On your corporate network, you probably don’t know which cloud apps are in use, by whom, and how those apps are used. These unknowns are what’s known as Shadow IT. Even though Shadow IT is pervasive, many businesses haven’t even started to tackle the problem. This is due in part to the complexity of solutions. Cloud Access Security Brokers (CASBs) will help, but they all help in different ways. CASBs have a variety of approaches to Shadow IT that make them hard to compare.
How to Decide on a CASB
A simple Cloud Monitoring tool can leverage your existing tech investments, and give you the information necessary to figure out the best way to tackle the Shadow IT problem. Discovery is the first step. These questions can help you figure out where to start:
- Do you know all of the cloud applications, sanctioned or not, that are in use in the organization?

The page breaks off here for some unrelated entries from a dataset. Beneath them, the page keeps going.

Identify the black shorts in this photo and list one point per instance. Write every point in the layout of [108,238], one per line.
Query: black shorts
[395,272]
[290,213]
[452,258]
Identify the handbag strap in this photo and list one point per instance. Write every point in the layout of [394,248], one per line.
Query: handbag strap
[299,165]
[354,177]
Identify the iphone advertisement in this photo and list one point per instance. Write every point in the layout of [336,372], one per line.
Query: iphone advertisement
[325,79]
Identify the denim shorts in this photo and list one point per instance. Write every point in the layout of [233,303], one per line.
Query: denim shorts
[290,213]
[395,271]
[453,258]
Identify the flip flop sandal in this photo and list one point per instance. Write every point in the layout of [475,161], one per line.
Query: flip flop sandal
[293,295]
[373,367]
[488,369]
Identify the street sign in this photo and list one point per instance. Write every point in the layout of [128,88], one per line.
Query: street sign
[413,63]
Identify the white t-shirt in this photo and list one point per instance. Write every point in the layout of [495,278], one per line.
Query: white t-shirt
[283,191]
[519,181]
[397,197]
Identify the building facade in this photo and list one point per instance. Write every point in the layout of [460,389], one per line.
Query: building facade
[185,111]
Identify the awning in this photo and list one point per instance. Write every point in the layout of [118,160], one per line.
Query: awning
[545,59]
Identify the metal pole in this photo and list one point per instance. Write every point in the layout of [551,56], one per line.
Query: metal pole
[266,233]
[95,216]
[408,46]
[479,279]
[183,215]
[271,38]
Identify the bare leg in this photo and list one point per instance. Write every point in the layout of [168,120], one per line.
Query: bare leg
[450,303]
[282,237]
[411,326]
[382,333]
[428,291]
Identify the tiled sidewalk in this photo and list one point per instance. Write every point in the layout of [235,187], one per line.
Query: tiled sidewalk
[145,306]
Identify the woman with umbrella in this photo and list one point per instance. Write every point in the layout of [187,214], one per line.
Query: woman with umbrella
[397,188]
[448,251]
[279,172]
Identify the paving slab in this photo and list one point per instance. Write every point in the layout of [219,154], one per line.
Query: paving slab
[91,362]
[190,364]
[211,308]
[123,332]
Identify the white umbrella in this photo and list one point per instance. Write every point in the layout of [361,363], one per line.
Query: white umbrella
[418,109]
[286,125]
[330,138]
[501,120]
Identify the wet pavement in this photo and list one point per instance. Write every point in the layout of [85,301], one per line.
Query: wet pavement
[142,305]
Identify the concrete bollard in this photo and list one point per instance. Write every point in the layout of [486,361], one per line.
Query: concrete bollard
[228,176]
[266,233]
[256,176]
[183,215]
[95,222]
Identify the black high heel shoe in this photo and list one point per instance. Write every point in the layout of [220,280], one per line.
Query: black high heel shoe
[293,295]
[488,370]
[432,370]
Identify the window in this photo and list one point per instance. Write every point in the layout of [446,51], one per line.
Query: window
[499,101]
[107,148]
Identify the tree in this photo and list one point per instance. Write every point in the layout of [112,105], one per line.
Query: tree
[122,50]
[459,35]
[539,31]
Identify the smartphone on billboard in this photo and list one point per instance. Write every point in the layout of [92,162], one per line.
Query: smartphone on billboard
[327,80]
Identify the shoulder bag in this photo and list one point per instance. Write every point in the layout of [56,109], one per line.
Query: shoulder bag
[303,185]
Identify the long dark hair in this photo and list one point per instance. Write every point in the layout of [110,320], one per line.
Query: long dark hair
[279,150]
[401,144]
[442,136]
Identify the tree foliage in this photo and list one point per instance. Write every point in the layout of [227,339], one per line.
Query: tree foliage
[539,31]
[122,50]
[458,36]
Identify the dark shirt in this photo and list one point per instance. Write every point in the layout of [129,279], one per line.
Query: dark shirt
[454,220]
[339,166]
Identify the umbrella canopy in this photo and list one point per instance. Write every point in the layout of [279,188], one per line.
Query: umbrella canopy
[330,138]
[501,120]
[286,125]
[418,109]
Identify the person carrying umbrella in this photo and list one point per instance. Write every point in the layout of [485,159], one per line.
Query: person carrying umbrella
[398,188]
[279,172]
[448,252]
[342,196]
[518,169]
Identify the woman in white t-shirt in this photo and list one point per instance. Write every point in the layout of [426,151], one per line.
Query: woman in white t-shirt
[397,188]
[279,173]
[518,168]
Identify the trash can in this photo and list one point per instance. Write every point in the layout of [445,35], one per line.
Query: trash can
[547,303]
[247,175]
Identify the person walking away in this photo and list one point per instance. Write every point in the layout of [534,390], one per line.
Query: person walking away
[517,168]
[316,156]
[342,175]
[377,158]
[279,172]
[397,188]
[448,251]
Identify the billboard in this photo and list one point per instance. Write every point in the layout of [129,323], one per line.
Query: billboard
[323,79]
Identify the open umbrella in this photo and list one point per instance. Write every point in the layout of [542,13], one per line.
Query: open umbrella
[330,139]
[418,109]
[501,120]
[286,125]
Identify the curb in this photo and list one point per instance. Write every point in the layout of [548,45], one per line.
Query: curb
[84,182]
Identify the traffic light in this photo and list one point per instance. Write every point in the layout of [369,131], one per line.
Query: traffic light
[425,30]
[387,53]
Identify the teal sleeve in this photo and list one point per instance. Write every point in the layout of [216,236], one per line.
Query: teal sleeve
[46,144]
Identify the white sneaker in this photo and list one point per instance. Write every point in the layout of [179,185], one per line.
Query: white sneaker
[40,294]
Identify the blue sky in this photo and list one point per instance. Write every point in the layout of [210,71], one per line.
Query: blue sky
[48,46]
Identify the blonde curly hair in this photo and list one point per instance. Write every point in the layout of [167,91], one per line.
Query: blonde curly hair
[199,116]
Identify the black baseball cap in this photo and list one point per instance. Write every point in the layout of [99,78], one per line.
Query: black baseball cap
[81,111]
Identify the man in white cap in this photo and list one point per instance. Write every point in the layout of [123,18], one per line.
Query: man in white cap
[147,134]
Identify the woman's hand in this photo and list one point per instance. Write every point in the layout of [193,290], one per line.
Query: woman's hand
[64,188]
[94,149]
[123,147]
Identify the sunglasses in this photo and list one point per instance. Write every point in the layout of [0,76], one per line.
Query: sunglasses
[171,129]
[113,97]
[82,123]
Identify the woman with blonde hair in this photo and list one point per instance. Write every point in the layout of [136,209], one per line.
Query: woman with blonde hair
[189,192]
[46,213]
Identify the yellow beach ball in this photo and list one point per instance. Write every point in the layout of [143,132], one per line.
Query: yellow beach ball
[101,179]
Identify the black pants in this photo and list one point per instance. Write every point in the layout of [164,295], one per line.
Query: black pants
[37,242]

- Do you know who which employees or systems use these applications?
- Do you know the behavior patterns associated with this application usage? (volume, number of times accessed, time of day, location, etc)
- Do you know what data is being exchanged with these cloud applications?
- Do you know if you are at risk by the use of these apps?
Once you answer these questions, you will have a direction on where to go:
- Which apps is our organization going to sanction / approve?
- What risk is associated with the use of these applications?
- Do we have a current security infrastructure in place that can sufficiently secure the use of these apps?
- If “No” in #3, then what level of security do we require?
With the visibility to know what is at stake, you can decide if an API-Native approach is best (example – CloudLock) or if a proxy gateway is required. For example, if you find only Salesforce and DropBox in use, you can block everything else and select a vendor like CloudLock or Bitglass to deploy a SaaS / Cloud Native API approach. But, sometimes CISOs are happy just knowing the answer to the first five questions to gain visibility and determine risk. A solution like Cloud Access Monitor from ManagedMethods will allow you to monitor and take steps to control and enforce policy.